Pragmatic Thoughts on a SF Homebase for Startups in 2025
San Francisco used to be the home for all technology, but over the past ~5 years that has quickly changed. I’ve been traveling a lot this year, going where work takes me (several times a month), and for whatever reason I’ve had few reasons to go back to SF, many to travel to NYC, and a few to travel to a few other places in the country.
To me this represents a shift in the geography in tech where SF used to be “the center“ but now it’s just the “fundraising center“ and the rest of the country is where everyone who’s not a VC or CEO raising money lives.
There are a few reasons for this I’ll list (imho):
The remote work genie can’t be put back in the bottle. The best standard we’re going to get are periodic in-person sprint weeks for companies. It’s impossible to mandate a true return to office for senior folks
SF has a very high what I like to call “crime tax“ - which is net effective represented in literal taxes and then implicitly represented in the weekly assaults of founders and employees in the city - resulting in fear, harder recruiting etc etc.

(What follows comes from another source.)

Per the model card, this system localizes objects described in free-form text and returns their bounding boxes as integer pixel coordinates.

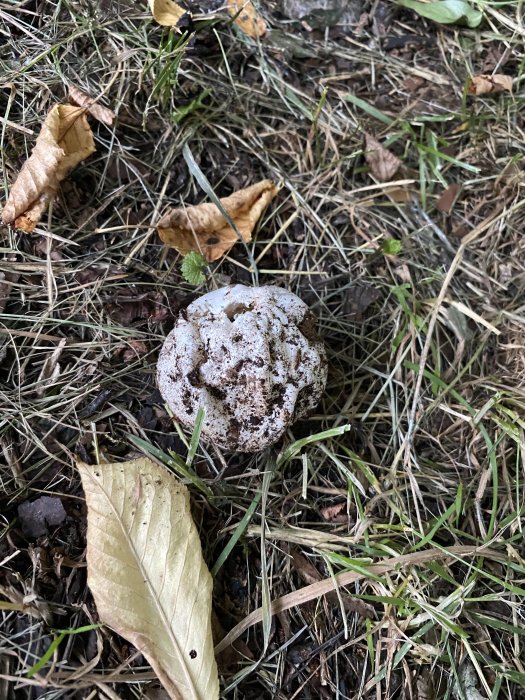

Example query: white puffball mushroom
[157,284,327,452]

It’s one of the lowest quality of living places in the country with one of the highest costs
I think given this, there’s a reasonable argument for basing startups elsewhere while having CEOs opt to hop on planes more often to find the networks they need for fundraising and BD. I’ve been working with folks in the “middle“ as well as on the east coast that seem to be executing better with happier teams.
What this means for SF (and california generally), I’m not sure. My only thought is that with how mobile most folks are there’s still a lot of risk of collapse of the tax base where the people who have money just move to friendlier metros with law and order and better policies.